North Korean Hackers Double Crypto Hacks in 2024, Steals $1.34 Billion

Key Takeaways

•  North Korean-affiliated hackers stole an estimated $1.34 billion in digital assets across 47 incidents
• North Korean hackers accounted for a staggering 61% of all stolen crypto globally in 2024.

North Korean hackers have significantly ramped up their crypto theft activities in 2024, as per a report from blockchain analytics firm Chainalysis.

In total, North Korean-affiliated hackers stole an estimated $1.34 billion in digital assets across 47 incidents, representing a 102.88% increase compared to 2023, when the total amount stolen was approximately $660.5 million across 20 incidents. This surge in thefts accounted for a staggering 61% of all stolen crypto globally in 2024.

In 2023, North Korean hackers were responsible for 20% of all reported crypto theft incidents globally.

As per the report, U.S. and international authorities have long assessed that the stolen crypto is funneled into funding Pyongyang’s military ambitions, particularly to bypass international sanctions. In 2023, North Korean hackers were responsible for 20% of all reported crypto theft incidents globally.

Notably, 2024 saw an uptick in larger hacks, with the number of attacks involving stolen amounts between $50 million and $100 million, and those exceeding $100 million, occurring more frequently than in the previous year.

This is in sharp contrast to 2023, where most of the attacks by North Korean hackers netted less than $50 million each.
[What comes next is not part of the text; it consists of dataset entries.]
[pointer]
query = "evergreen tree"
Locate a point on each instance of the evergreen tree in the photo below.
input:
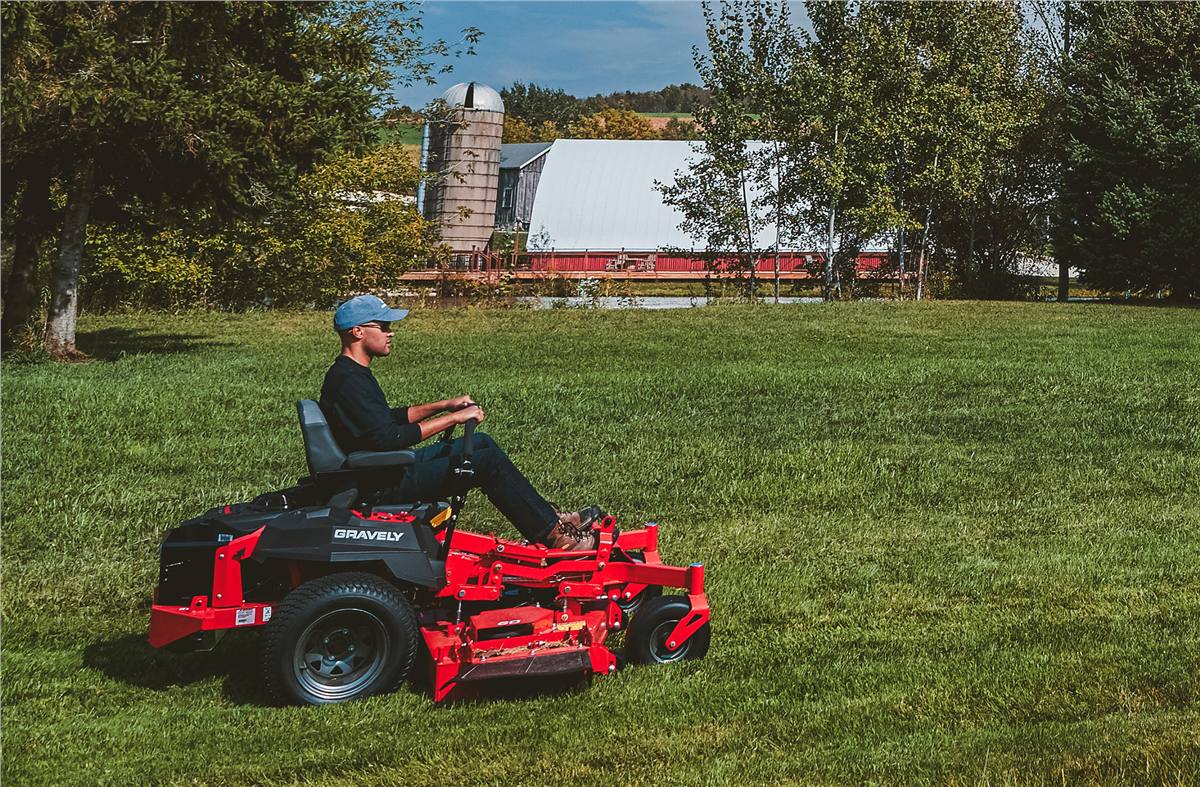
(1133, 156)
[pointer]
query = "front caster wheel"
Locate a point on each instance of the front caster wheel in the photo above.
(646, 642)
(341, 637)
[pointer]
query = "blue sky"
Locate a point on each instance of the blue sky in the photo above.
(583, 47)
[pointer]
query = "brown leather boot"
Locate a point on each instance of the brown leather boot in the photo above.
(565, 535)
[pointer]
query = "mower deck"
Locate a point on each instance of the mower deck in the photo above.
(564, 604)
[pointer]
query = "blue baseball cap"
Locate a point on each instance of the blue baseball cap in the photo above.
(365, 308)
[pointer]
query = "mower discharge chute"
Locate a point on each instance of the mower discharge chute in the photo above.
(348, 594)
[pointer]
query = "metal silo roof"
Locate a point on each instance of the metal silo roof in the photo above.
(473, 95)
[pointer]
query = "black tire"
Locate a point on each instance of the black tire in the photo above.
(341, 637)
(646, 638)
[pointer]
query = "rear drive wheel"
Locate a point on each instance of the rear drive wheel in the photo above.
(341, 637)
(646, 641)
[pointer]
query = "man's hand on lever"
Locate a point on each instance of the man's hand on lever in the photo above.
(459, 403)
(468, 413)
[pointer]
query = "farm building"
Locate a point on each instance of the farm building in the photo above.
(586, 204)
(521, 167)
(598, 208)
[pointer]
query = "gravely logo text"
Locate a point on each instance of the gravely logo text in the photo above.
(370, 535)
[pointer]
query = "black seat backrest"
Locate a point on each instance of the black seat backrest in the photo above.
(319, 446)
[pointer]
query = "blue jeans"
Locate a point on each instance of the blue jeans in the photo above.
(432, 479)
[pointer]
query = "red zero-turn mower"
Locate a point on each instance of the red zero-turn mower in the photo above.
(346, 593)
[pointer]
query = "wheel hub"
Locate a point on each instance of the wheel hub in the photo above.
(341, 652)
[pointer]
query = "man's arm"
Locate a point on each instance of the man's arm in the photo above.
(414, 413)
(442, 422)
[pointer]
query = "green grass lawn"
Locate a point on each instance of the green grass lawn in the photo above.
(954, 542)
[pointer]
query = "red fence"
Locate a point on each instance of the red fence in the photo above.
(624, 262)
(646, 263)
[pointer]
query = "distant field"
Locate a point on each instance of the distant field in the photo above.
(402, 133)
(946, 542)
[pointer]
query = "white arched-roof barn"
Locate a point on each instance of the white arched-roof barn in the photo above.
(600, 194)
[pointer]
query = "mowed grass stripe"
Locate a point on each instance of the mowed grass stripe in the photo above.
(945, 541)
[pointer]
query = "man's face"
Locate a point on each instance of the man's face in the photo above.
(376, 337)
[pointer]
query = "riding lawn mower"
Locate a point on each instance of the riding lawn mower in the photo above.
(348, 595)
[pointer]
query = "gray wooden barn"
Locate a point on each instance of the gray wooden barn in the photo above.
(520, 169)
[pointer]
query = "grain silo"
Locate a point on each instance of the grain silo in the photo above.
(465, 151)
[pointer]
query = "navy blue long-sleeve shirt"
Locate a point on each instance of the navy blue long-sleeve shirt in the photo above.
(358, 410)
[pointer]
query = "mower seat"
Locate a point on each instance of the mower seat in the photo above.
(327, 458)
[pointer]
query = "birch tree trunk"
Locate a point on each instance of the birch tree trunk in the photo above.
(829, 239)
(754, 258)
(779, 215)
(64, 311)
(924, 250)
(21, 287)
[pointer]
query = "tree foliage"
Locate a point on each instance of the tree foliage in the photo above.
(613, 124)
(1133, 152)
(181, 109)
(537, 104)
(885, 122)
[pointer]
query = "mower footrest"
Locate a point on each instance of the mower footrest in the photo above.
(550, 664)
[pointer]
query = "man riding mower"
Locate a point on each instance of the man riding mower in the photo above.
(349, 592)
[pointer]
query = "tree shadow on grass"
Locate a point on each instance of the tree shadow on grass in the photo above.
(131, 660)
(112, 343)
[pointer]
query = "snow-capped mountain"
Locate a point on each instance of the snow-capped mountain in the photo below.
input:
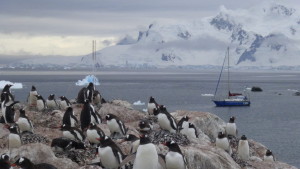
(265, 35)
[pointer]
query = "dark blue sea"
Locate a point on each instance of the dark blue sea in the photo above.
(273, 118)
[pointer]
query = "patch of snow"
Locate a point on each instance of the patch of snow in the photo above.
(15, 85)
(138, 103)
(87, 80)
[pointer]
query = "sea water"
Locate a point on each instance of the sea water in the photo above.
(273, 118)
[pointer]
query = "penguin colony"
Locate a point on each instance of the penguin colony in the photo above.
(86, 133)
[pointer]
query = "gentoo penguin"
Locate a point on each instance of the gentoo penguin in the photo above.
(25, 163)
(72, 133)
(115, 125)
(69, 119)
(269, 156)
(190, 131)
(8, 112)
(223, 143)
(24, 123)
(243, 148)
(86, 93)
(51, 102)
(4, 161)
(32, 97)
(145, 126)
(110, 154)
(7, 90)
(94, 132)
(230, 128)
(135, 142)
(174, 158)
(165, 120)
(64, 102)
(63, 144)
(151, 105)
(14, 139)
(40, 103)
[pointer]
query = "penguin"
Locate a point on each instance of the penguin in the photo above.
(40, 103)
(64, 102)
(8, 112)
(69, 118)
(174, 158)
(63, 144)
(145, 126)
(31, 99)
(269, 156)
(72, 133)
(25, 163)
(94, 132)
(135, 142)
(14, 138)
(151, 105)
(115, 125)
(86, 93)
(24, 123)
(165, 120)
(51, 102)
(110, 154)
(243, 148)
(4, 161)
(183, 124)
(190, 132)
(230, 128)
(223, 143)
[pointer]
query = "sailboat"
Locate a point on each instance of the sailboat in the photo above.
(232, 99)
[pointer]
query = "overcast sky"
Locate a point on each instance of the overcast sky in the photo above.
(67, 27)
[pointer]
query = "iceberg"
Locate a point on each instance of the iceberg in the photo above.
(138, 103)
(15, 85)
(87, 80)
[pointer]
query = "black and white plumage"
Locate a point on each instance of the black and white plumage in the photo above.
(115, 125)
(269, 156)
(230, 128)
(165, 120)
(86, 93)
(4, 161)
(51, 102)
(72, 133)
(135, 142)
(25, 163)
(93, 133)
(223, 143)
(24, 123)
(31, 99)
(151, 105)
(69, 118)
(14, 138)
(174, 158)
(110, 154)
(8, 112)
(63, 144)
(64, 103)
(40, 103)
(243, 148)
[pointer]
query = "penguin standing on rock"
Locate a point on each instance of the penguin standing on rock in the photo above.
(110, 154)
(115, 125)
(24, 123)
(25, 163)
(31, 99)
(174, 158)
(51, 102)
(64, 102)
(69, 119)
(243, 148)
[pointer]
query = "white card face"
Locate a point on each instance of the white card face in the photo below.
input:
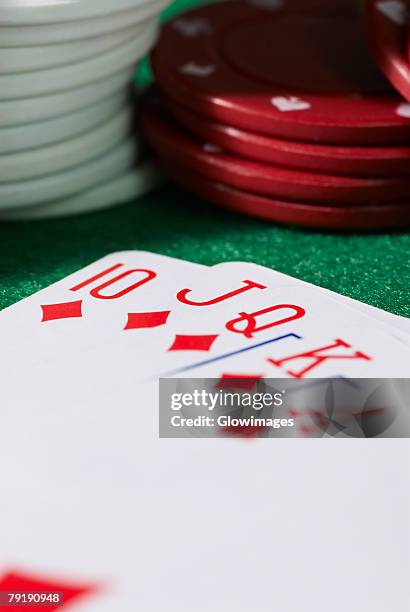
(93, 305)
(268, 320)
(93, 497)
(402, 324)
(186, 321)
(273, 504)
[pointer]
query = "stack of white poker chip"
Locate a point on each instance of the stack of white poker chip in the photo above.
(68, 138)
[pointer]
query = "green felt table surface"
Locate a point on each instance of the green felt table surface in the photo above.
(373, 268)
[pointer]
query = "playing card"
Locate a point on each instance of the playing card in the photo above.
(402, 324)
(277, 327)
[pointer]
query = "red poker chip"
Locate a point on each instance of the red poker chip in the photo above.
(169, 140)
(283, 68)
(324, 159)
(360, 218)
(388, 38)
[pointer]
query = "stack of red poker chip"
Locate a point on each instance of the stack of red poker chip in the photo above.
(276, 109)
(388, 28)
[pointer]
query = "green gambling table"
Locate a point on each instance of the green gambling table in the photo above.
(372, 268)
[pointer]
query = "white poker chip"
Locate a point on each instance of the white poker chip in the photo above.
(23, 36)
(129, 186)
(55, 158)
(21, 112)
(43, 133)
(43, 82)
(62, 185)
(27, 59)
(17, 12)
In fact, this year saw a dramatic shift, with North Korean hackers responsible for a significant portion of the largest crypto thefts on record, indicating that their methods are becoming increasingly effective and sophisticated.

Chainalysis further analyzed the average time between successful DPRK cyberattacks, finding a decrease in the time between incidents in 2024 compared to previous years.

The increase in large-scale exploits suggests that North Korean hackers are refining their techniques and executing larger heists with greater speed. While 2023 had witnessed fewer high-value attacks, 2024 has marked a year of larger, more frequent incidents, with North Korea responsible for most high-value breaches globally.

Another concerning trend highlighted in the report is the infiltration of North Korean IT workers into crypto and Web3 companies. These workers are using increasingly sophisticated tactics to compromise networks, often assuming false identities and manipulating remote work opportunities to gain access to sensitive company data.

Report noted that the trend is a major contributor to the growing frequency of North Korean attacks, as hackers work from within the industry to gather information or directly steal digital assets.

Chainalysis also reported that North Korean cybercriminal activity slowed somewhat in the second half of 2024. After July 1, 2024, the daily average amount stolen by DPRK hackers decreased by approximately 53.73%, while the total stolen in non-DPRK-related hacks rose by 5%. 

Despite the reduction in hacking activity in the latter part of the year, the overall theft by North Korea in 2024 remains significant. In total, the global crypto thefts in 2024 reached around $2.2 billion, up by 21% from 2023, but still well below the $3.7 billion stolen in 2022.

The Chainalysis report also noted that decentralized finance (DeFi) platforms were the most targeted in the first quarter of the year, while centralized services saw a spike in attacks during the second and third quarters.

In conclusion, while North Korea’s cybercriminal operations seem to have slowed somewhat after mid-2024, the scale and frequency of attacks linked to the DPRK remain high.